Developing Geonotes — Tightening the access policy — Ep. 9

Developing Geonotes — Tightening the access policy — Ep. 9

Access to the most common data should be fast but most importantly secure. Let's rework the security rules.

Up to this point, access to the notes around the user was performed with a simple query to the Hasura backend. The user provided their latitude and longitude, and a query radius.

☁️ Using Cloud Functions

As we discussed in previous episodes, my Hasura instance is able to perform "Actions" by calling specific cloud functions.

This can be used to our advantage to execute some custom filtering logic before returning the set of notes.

To do so, I defined a custom query action to which the user simply passes their current latitude and longitude: get_notes.

get_notes action

Unfortunately, as of writing this, only a simple object or an array of simple objects can be returned from an Action. I would have preferred to return a nested object with some more metadata about the result (e.g. the radius that was queried, a suggested minimum distance to update the current query...)

The feature request can be found here: #4796, and I really hope they'll be able to implement this soon.

This is the current implementation for the action: Source

const getNotesActionHandler: Action = async (_, params, sendOutput) => {
  const { notes } = await sdk.Notes({
    latitude: params.latitude,
    longitude: params.longitude,
    distance: LocationConstants.maximumNoteDistance,
  });

  return sendOutput(
    notes.map((note) => ({
      id: note.id,
      latitude: note.location.coordinates[1],
      longitude: note.location.coordinates[0],
      content: note.content,
    }))
  );
};

This is pretty much the same code that was being executed on the client side, but with a few benefits:

  • I can change the query radius server-side without needing a new version release for the apps
  • I'll be able to add custom filtering logic as needed in the future
  • I can hide the complexity of the PostGIS data types so that the client can directly receive the coordinates

The most significant change, however, is the one to the function that receives a single note: since the modal had to show not only the content of the note, but the username of the author and the number of views, I had to grant the user permissions to read tables that they should not have access to.

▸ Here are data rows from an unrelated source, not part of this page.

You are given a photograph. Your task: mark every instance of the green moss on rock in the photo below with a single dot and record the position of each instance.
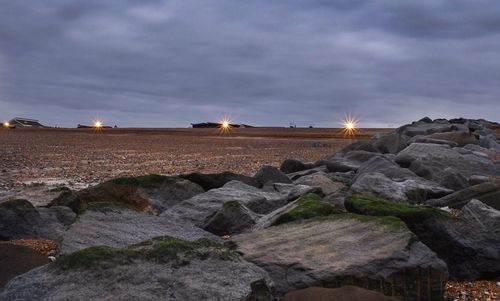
(309, 206)
(162, 249)
(377, 207)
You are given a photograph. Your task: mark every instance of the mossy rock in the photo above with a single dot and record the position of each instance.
(151, 180)
(309, 206)
(378, 207)
(17, 205)
(391, 222)
(107, 207)
(162, 249)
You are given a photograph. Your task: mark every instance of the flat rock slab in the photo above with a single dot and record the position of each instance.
(122, 227)
(345, 249)
(176, 271)
(260, 201)
(16, 260)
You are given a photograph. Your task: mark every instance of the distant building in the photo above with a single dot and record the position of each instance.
(24, 123)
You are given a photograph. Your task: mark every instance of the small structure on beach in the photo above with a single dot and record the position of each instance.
(19, 122)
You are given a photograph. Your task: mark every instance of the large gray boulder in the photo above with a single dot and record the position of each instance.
(488, 193)
(293, 165)
(261, 201)
(381, 177)
(320, 180)
(151, 193)
(424, 127)
(269, 174)
(468, 247)
(450, 167)
(163, 268)
(120, 227)
(231, 219)
(217, 180)
(20, 220)
(482, 215)
(345, 249)
(466, 162)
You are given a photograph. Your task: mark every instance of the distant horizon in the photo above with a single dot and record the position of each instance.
(169, 63)
(359, 125)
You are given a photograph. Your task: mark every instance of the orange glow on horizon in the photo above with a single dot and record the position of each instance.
(350, 126)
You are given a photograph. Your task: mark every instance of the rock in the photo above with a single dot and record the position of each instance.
(449, 167)
(381, 177)
(217, 180)
(426, 139)
(151, 193)
(20, 220)
(391, 142)
(232, 218)
(469, 251)
(269, 174)
(295, 175)
(309, 206)
(345, 293)
(343, 177)
(424, 128)
(163, 268)
(486, 217)
(466, 163)
(292, 165)
(261, 201)
(366, 146)
(475, 180)
(113, 226)
(344, 248)
(321, 181)
(488, 193)
(16, 260)
(337, 165)
(461, 138)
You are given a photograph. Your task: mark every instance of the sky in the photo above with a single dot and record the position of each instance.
(269, 63)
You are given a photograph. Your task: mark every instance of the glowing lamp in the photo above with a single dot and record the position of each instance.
(225, 125)
(350, 126)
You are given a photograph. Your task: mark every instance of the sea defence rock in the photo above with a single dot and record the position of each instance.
(16, 260)
(20, 220)
(488, 193)
(151, 193)
(270, 175)
(345, 293)
(201, 208)
(381, 177)
(450, 167)
(292, 165)
(217, 180)
(467, 245)
(486, 217)
(377, 253)
(163, 268)
(109, 225)
(321, 181)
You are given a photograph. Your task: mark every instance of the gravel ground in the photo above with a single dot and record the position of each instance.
(76, 157)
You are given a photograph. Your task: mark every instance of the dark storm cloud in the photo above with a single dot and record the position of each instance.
(169, 63)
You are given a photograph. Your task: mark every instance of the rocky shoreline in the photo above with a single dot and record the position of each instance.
(399, 214)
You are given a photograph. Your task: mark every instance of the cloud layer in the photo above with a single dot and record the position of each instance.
(170, 63)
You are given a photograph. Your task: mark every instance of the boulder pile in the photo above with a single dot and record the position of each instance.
(397, 215)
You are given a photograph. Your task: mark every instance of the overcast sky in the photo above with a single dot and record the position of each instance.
(170, 63)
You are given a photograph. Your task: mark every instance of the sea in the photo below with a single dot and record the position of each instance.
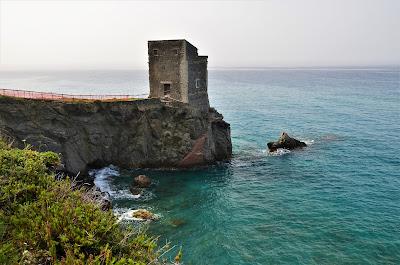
(337, 201)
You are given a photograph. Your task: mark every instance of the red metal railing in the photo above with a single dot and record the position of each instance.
(57, 96)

So I implemented another action: get_note. Source

const getNoteActionHandler: Action = async (userId, params, sendOutput, sendError) => {
  const { note } = await sdk.Note({ id: params.id });

  if (!note) {
    return sendError({ code: "note-not-found", message: "The requested note could not be found." });
  }

  const user = await admin.auth().getUser(userId);
  const isAnonymous = user.providerData.length === 0;

  if (!isAnonymous) {
    // Keep track of another user viewing the selected note.
    // This uses an upsert to ensure that the view is only registered once.
    await sdk.RegisterView({ note_id: params.id, user_id: userId });
  }

  return sendOutput({
    id: params.id,
    content: note.content,
    created_at: note.created_at,
    username: note.user.username,
    view_count: note.views_aggregate.aggregate?.count ?? 0,
  });
};

This way, only the backend role can read data about the user (to extract the username) and the number of views the note has (to aggregate the count).

As a result, I was able to tighten the security rules to only allow the user to directly read just their notes (even resulting in a simpler MyNotes query since it does not need a filter anymore). Data about users is now completely invisible except for the data about the current login user.

🚧 Next steps

With these new security rules in place, I feel like I can work on some more features like a little statistics section to see how many times your notes have been found around the world.